Children's Grave Yard, Rockfield, Co. Mayo
Co. Mayo |
Burial Grounds
On a low rise in the gently rolling pasture of Rockfield in County Mayo, a scattering of stones marks one of those places that Irish landscapes hold quietly and without ceremony.
Many of the stones barely break the surface of the grass; some stand upright, others lie flat or seem to have simply settled into the sod over generations. Taken together, they form a dense, roughly rectangular spread of about seventeen metres by fifteen metres, with a low, irregular stony mound at its northern edge, partly absorbed by turf. There are no inscriptions visible, no formal enclosure, nothing to announce what the ground contains.

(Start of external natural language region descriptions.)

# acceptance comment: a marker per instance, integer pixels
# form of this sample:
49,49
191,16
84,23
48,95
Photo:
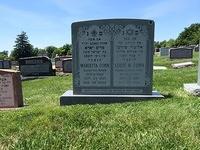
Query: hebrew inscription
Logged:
6,90
114,57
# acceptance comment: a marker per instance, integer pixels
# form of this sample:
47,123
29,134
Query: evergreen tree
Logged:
22,48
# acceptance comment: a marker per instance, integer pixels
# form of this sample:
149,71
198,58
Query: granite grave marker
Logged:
179,53
36,66
58,61
67,65
10,89
5,64
194,88
112,61
164,51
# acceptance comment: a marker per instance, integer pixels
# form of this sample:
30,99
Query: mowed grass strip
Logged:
170,123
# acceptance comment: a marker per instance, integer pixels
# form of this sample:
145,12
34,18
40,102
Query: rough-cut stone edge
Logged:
69,99
192,88
182,65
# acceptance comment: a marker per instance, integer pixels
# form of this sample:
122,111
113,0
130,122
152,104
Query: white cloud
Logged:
20,18
163,8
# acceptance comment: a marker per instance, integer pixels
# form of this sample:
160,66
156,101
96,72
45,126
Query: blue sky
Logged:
48,22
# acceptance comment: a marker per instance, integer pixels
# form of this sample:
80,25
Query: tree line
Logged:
189,36
23,48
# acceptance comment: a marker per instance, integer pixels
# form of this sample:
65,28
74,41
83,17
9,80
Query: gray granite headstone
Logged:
36,66
111,57
164,51
5,64
67,65
194,88
58,61
179,53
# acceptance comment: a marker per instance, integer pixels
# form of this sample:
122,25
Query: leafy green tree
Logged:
50,50
163,43
22,48
42,52
170,43
66,49
57,52
157,44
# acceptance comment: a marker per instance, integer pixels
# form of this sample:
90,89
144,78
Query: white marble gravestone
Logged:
194,88
112,61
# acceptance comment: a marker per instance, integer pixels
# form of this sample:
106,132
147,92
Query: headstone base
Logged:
68,98
192,88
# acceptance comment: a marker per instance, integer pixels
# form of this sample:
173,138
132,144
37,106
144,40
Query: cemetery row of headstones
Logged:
112,62
176,53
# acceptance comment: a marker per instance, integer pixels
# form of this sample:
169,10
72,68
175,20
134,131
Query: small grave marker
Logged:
10,89
36,66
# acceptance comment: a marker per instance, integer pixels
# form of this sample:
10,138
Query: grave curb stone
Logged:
68,98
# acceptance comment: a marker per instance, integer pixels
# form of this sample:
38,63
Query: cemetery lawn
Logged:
170,123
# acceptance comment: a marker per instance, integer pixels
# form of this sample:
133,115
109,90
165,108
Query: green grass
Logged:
170,123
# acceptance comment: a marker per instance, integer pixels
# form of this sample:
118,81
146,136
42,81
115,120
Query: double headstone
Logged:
5,64
112,61
10,89
36,66
67,65
179,53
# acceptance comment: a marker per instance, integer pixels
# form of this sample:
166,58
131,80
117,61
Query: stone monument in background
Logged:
112,61
164,51
10,89
180,53
36,66
194,88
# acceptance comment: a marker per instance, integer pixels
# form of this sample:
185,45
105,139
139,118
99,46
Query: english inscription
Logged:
113,57
6,91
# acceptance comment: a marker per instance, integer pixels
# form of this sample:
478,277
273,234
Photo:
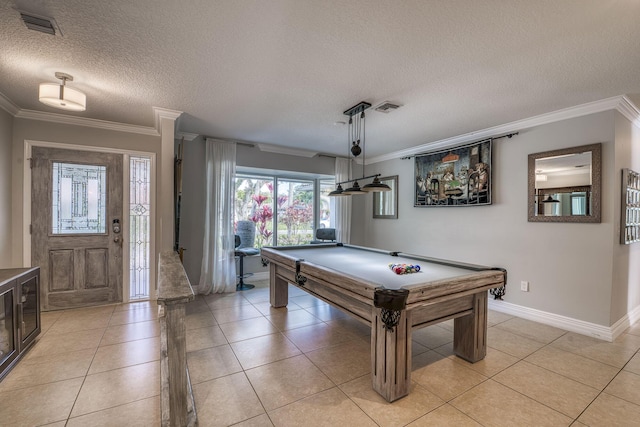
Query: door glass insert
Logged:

This is a cillin, the kind of informal burial ground used in Ireland for centuries to inter unbaptised children, who were excluded by Catholic doctrine from consecrated church ground. These sites, often occupying marginal or liminal locations, boundaries, old ringforts, or quiet rises in fields, were maintained outside official religious structures and frequently passed out of active use without ever being formally recorded. The Rockfield site was named plainly and without euphemism on the Ordnance Survey six-inch map of 1838, appearing simply as "Children's Grave Yard". By the time the next major edition was produced in 1917, the designation had shifted slightly to "Children's Burial Ground (Disused)", suggesting that within living memory of that revision the site had already fallen out of use as a place of burial. The shift in wording captures something of the slow process by which these places moved from active, if unofficial, use into a kind of archaeological silence.